Cajucom interviewed him from only two minutes in English and Tagalog but not in Ilocano, the dialect he
understands. The promise that he would be discharged as a witness did not push through since Quijano
escaped. However the RTC convicted him, since conspiracy was established. Hence this appeal.

Issue: WON accused-appellant’s extrajudicial statements admissible as evidence?

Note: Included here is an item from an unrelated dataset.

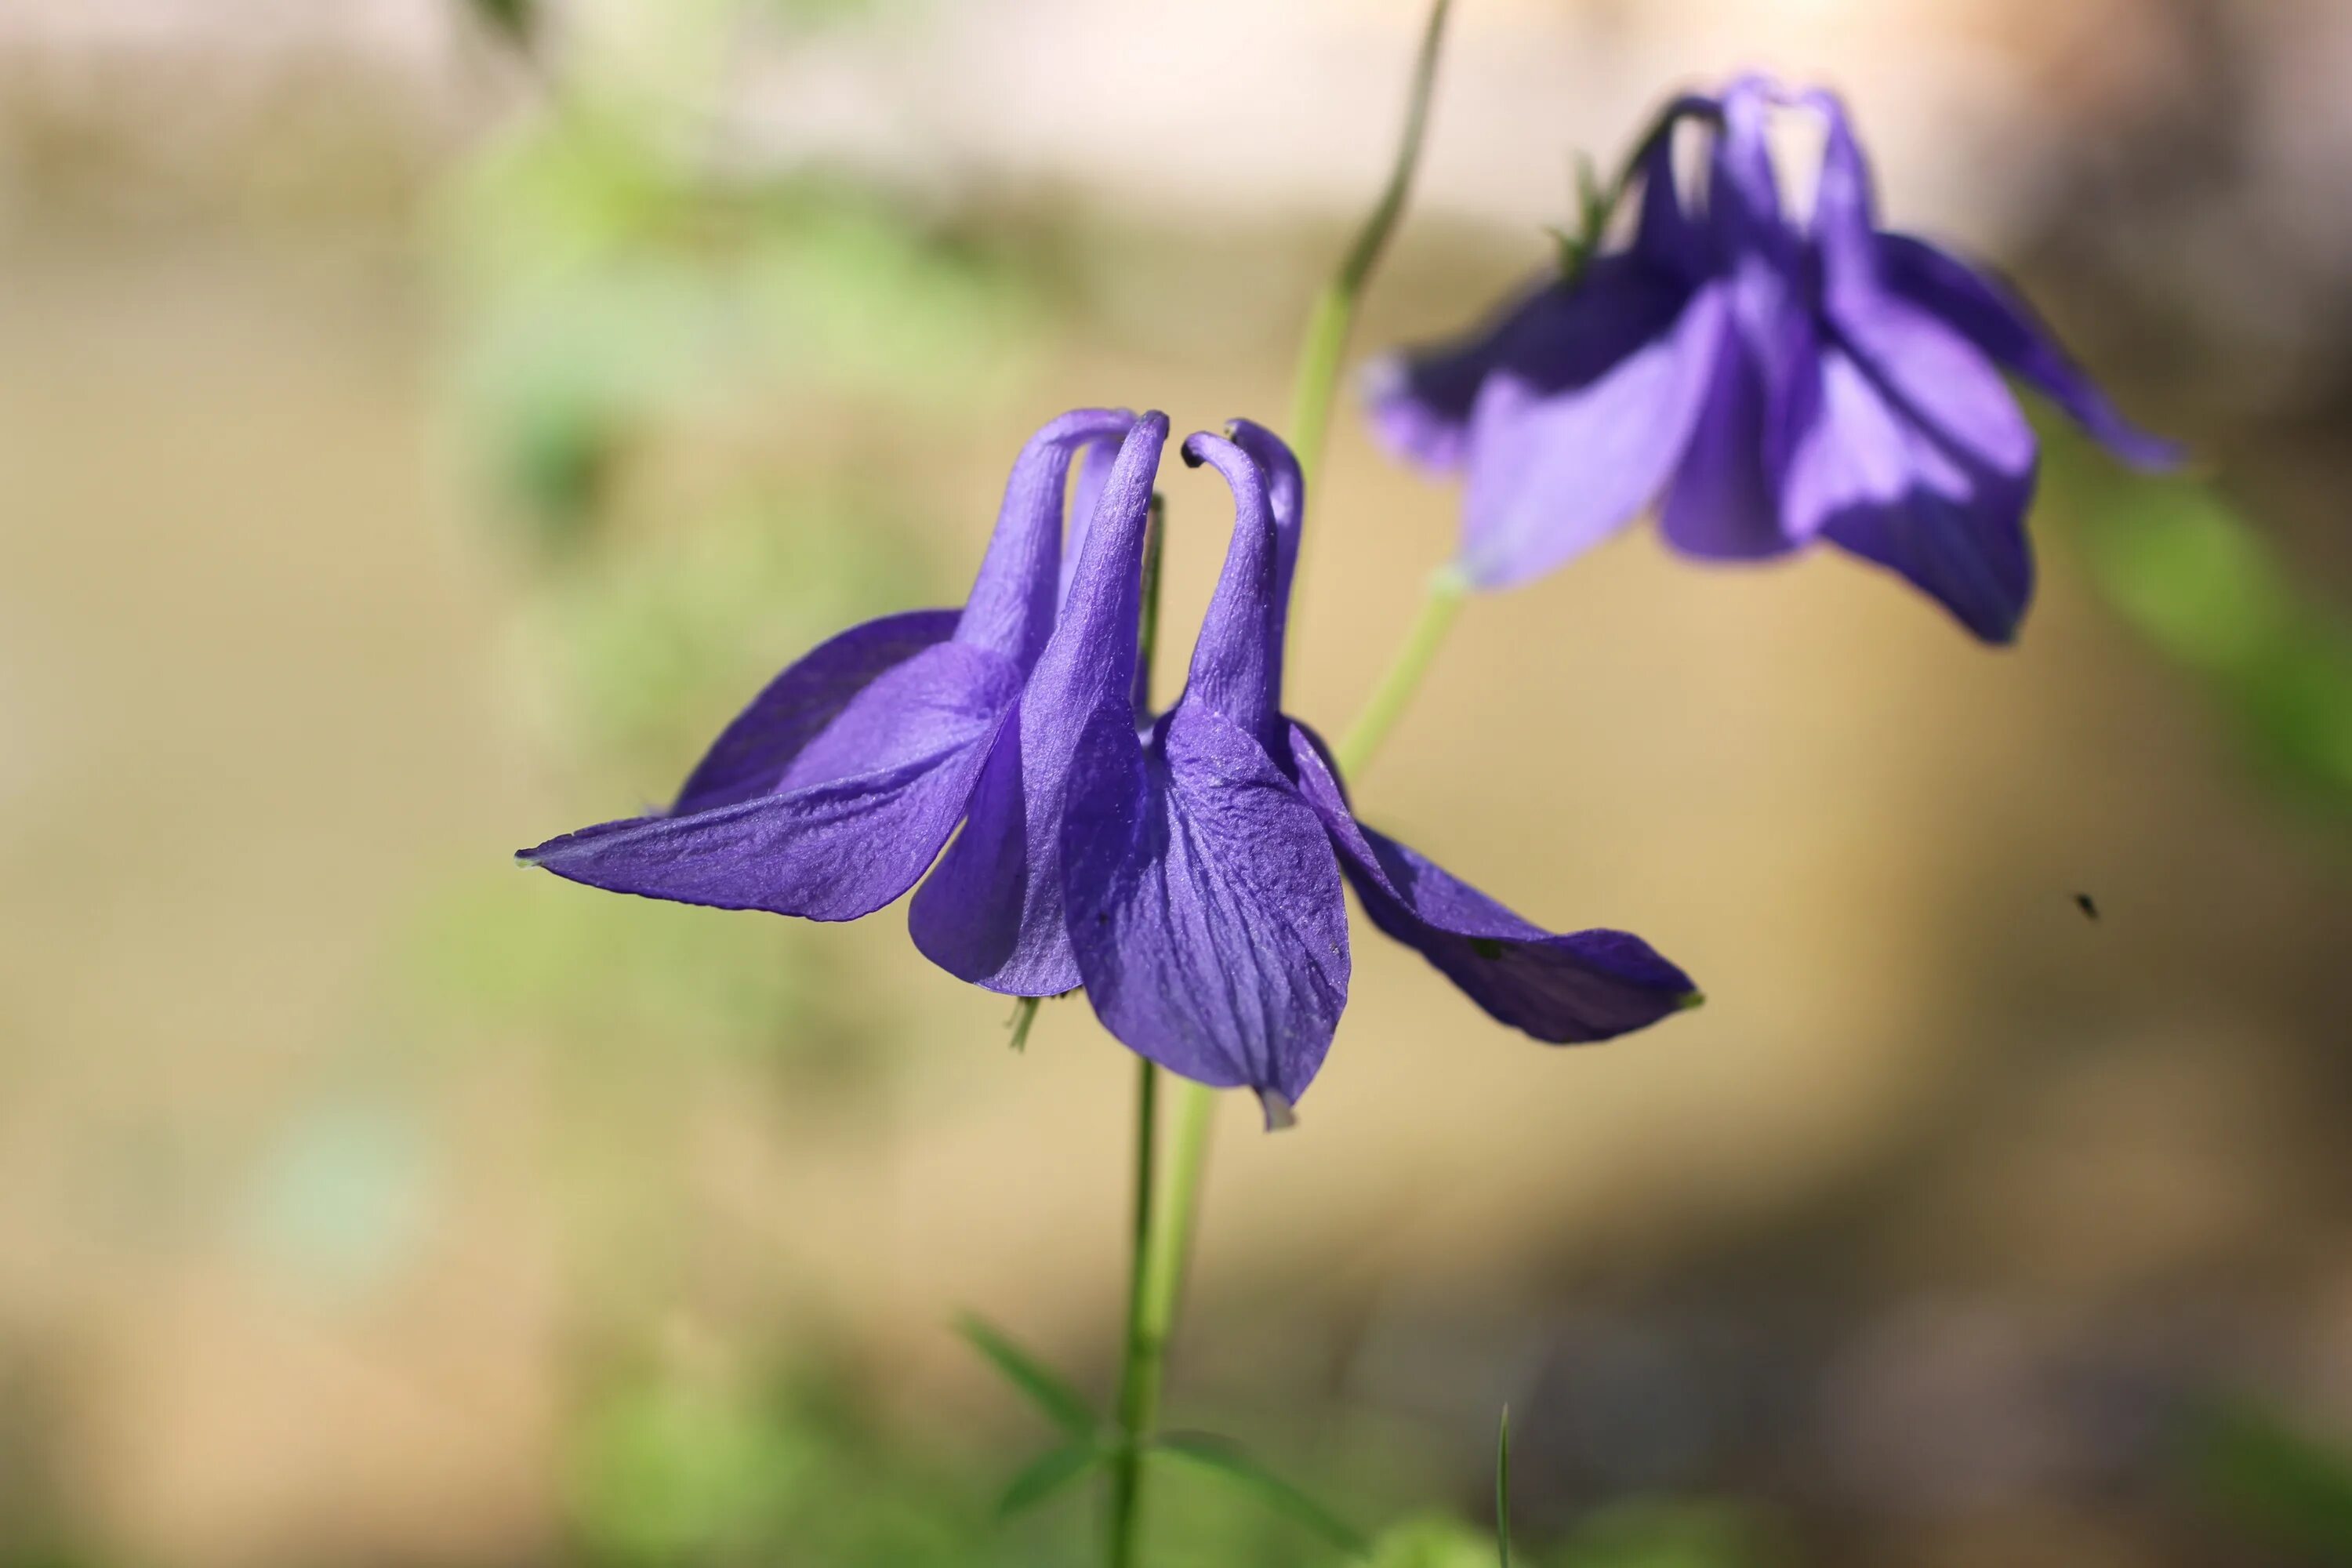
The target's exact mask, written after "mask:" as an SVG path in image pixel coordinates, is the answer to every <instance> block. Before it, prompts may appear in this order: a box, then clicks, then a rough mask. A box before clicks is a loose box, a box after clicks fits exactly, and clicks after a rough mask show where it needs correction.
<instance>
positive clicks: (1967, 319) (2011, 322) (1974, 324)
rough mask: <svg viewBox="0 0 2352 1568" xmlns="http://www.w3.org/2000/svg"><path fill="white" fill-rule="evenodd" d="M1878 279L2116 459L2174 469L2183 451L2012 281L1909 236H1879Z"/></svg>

Held: No. Extrajudicial statement is not extrajudicial confession. In a confession, there is an


acknowledgment of guilt of the accused, while an admission is a statement direct or implied of facts
pertinent to the issue. The rule on inadmissibility, however expressly includes admissions, not just
confessions. The extrajudicial admission of the appellant, contained in twenty-two pages appear to be
signed by him and Atty. Cajucom but for reasons not explained in the records, the transcript of the notes
which consists of twelve pages was not signed by the appellant. Since the court cannot even read or
decipher the stenographic notes it cannot be expected that appellant, who is a farmer and who reached
only the fourth grade, to read or decipher its contents. The appellant, therefore was deprived of his rights
under Section 12(1), Article III of the Constitution.
Firstly, he was not fully and properly informed of his rights. The appellant was not explicitly told of his
right to have a competent and independent counsel of his choice, specifically asked if he had in mind any
such counsel and, if so, whether he could afford to hire his services, and, if he could not, whether he would
agree to be assisted by one to be provided for him. He was not categorically informed that he could waive
his rights to remain silent and to counsel and that this waiver must be in writing and in the presence of his
counsel. He had, in fact, waived his right to remain silent by agreeing to be investigated. Yet, no written
waiver of such right appears in the transcript and no other independent evidence was offered to prove its
existence. In short, after the appellant said that he wanted to be assisted by counsel, the City fiscal,
through suggestive language, immediately informed him that Atty. Cajucom was ready to assist him.
Moreso said counsel is not independent since he is an associate of the private prosecutor.